Motivation

(Monolingual) reference dictionaries, henceforth short dictionaries, are typically consulted by their users to learn more about the spelling, grammar, or meaning of a word of phrase. It might also be of interest to learn how a word has been used at some period of time and in which way the usage has changed since then (cf. Gloning, 2020). By some researchers and research fields, dictionaries are seen from another angle, i.e. as cultural artifacts. Dictionaries can take an ideological stance explicitly (e.g. the Wörterbuch der Deutschen Gegenwartssprache in its later volumes that convey a clear „Klassenstandpunkt“), they may convey a particular point of view (Weltsicht) as the „Damen Conversations Lexikon“, or the ideological background might be implicit (as e.g. in the Trübner, a multi-volume general dictionary of German that is said to be highly influenced by the idology of national socialism in the earlier volumes). Even more interesting are large dictionaries such as the Deutsches Wörterbuch of Jacob and Wilhelm Grimm, the compilation of which has seen many changes the political system(s) and the resp. ideological backgrounds. This line of research has been discussed in the context of the „Zentrum für historische Lexikographie“ (from now on: ZhistLex), a three-year-project funded by the BMBF that brought together lexicographers and lexicologists of historical dictionaries of German as well as web-platform providers of digitized dictionaries.

The individual decisions and style of dictionaries and their producers has hardly been in the focus of scientific investigation, one rare exception being the work of Luise Pusch (1983, „… der Duden als Trivialroman“) and Herbert Ernst Wiegand on the dictionary writing style of Wilhelm Grimm (1986). This probably has two reasons. First, such research crosses or integrates quite a few disciplines, at least lexicography, stylistics, socio-linguistics, cultural history. Second, and more important in the current context, the sheer mass of unstructured and therefore not easy to access data is a major obstacle for such investigations.

In the following I will list just a few questions concerning the lexicographical practice the answer of which might shed a light on the cultural bias of both academic and commercial lexicographical work:

  • Which words have (not) been added to the lemma list of a given dictionary? This typically involves cross-checking with word lists from corpora of the time-period and with lemma lists of comparable dictionaries.
  • Which works from the lexicographical corpus or „paper slips“ have been used frequently / less frequently by an individual lexicographer (if identifiable) or an editorial group?
  • Which „interesting“ (e.g. ideologically loaded) words have been used by whom in the definitions of words? Which words have been defined using such words?

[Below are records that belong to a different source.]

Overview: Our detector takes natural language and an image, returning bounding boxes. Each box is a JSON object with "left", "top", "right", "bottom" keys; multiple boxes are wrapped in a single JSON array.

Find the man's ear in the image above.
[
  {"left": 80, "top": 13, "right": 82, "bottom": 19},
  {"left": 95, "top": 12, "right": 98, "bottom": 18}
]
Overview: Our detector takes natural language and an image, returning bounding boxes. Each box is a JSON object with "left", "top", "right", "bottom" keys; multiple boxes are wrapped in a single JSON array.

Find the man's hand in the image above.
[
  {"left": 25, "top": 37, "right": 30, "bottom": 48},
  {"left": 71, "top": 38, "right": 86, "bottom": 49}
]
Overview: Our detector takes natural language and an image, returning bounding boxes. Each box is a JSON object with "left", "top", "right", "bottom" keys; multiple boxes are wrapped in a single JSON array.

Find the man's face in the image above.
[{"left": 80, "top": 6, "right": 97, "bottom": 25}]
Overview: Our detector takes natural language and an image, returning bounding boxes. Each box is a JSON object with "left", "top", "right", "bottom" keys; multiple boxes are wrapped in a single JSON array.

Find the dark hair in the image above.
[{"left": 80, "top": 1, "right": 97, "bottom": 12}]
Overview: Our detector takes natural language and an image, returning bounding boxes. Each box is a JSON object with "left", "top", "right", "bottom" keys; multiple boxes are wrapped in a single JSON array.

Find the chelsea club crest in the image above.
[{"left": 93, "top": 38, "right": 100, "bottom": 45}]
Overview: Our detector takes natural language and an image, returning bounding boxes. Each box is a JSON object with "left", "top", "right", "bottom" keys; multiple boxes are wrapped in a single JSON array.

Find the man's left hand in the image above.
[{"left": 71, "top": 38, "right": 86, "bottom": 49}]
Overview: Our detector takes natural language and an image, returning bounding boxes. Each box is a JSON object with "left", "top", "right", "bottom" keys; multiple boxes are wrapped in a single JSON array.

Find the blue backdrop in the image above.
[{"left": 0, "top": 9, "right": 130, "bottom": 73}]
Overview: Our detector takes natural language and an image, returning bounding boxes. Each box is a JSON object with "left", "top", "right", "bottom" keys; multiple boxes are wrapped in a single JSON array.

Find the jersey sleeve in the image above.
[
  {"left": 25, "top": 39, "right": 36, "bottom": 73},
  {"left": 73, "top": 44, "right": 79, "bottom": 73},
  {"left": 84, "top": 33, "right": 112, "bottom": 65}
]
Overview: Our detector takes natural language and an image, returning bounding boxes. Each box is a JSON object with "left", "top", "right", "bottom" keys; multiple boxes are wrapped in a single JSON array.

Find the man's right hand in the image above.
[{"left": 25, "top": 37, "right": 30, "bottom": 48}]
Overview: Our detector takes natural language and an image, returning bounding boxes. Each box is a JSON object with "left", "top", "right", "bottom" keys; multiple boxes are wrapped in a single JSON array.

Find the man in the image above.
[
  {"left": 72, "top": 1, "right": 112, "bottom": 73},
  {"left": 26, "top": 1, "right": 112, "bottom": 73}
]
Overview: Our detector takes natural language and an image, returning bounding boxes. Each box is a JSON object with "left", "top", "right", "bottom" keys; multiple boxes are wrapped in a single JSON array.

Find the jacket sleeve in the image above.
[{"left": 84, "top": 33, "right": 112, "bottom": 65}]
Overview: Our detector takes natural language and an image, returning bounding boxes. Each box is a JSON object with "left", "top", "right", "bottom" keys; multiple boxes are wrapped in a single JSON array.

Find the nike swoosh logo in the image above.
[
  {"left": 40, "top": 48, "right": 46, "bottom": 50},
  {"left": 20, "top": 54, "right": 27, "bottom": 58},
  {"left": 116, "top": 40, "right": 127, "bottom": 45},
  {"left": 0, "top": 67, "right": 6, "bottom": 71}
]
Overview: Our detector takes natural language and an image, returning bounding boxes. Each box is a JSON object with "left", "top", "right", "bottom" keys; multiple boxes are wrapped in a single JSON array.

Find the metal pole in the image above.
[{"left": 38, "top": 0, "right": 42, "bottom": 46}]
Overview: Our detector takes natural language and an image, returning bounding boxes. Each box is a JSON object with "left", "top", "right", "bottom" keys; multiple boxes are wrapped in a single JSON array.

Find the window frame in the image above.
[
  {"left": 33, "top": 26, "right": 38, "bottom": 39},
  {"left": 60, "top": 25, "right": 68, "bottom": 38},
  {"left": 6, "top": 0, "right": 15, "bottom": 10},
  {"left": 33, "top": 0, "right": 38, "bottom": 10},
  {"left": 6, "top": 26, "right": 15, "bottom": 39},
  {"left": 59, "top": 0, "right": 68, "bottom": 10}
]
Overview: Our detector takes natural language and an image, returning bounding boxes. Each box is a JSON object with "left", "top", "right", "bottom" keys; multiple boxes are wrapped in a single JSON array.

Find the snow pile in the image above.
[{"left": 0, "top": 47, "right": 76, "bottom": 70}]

As can be seen from these questions, one has to rely on digitzed and finely structured lexical resources, accompanied by rich and reliable meta data (e.g. who wrote a particular entry at what time). For dictionaries that include citations (Belegwörterbücher) a reliable list of sources is essential. Ideally, the sources that are used are linked to electronic versions of the full texts.

Objectives and Solutions

There are some necessary prerequisites for the kind of research that I described above, preliminary works that had been initiated by “ZHistLex” and that should be carried on by the Text+ data centers:

  • First of all, some of the resources (e.g. the Trübner, to name but one) must be retro-digitized and structured in such a way that individual information positions in the micro-structure of the articles can be identified and queried. This is probably not in the scope of the funding of Text+. Nevertheless, the task of proper curation of such works is in the scope of the work of the Text+ data centers.
  • Second, Metadata have to be provided, ideally down to the level of the individual article. Who wrote the article and when? A sub-corpus of articles written by a particular hand would enable investigations on its style.
  • Third, a common lemma list of all available dictionaries as a hub and a basis for comparison is needed.
  • Fourth, the lists of textual sources used by the dictionaries must be curated. Most of them have been compiled in the pre-digital area. As a consequence, there are in many cases erroneous and many references are ambiguous. The technical reports of the ZHistLex project provide some details, in particular with the case of the “Deutsches Wörterbuch”.
  • It would be very helpful to identify digitized versions of texts that have been used by the lexicographers for their work and to link the description of the source with such texts. This would enable us to study the larger context of a text snippet that is incorporated into a dictionary article. This would of course cross the borders between the lexical research area the area of collections. Some kind of synergy is called for.
  • Cross-dictionary search facilities are helpful for all necessary comparisons e.g. of definitions and citation selection between dictionaries (e.g. Deutsches Wörterbuch compared to the dictionary of Daniel Sanders). Advanced Federated Content Search facilities and or the provision of data sets as linked open data would be a step forward.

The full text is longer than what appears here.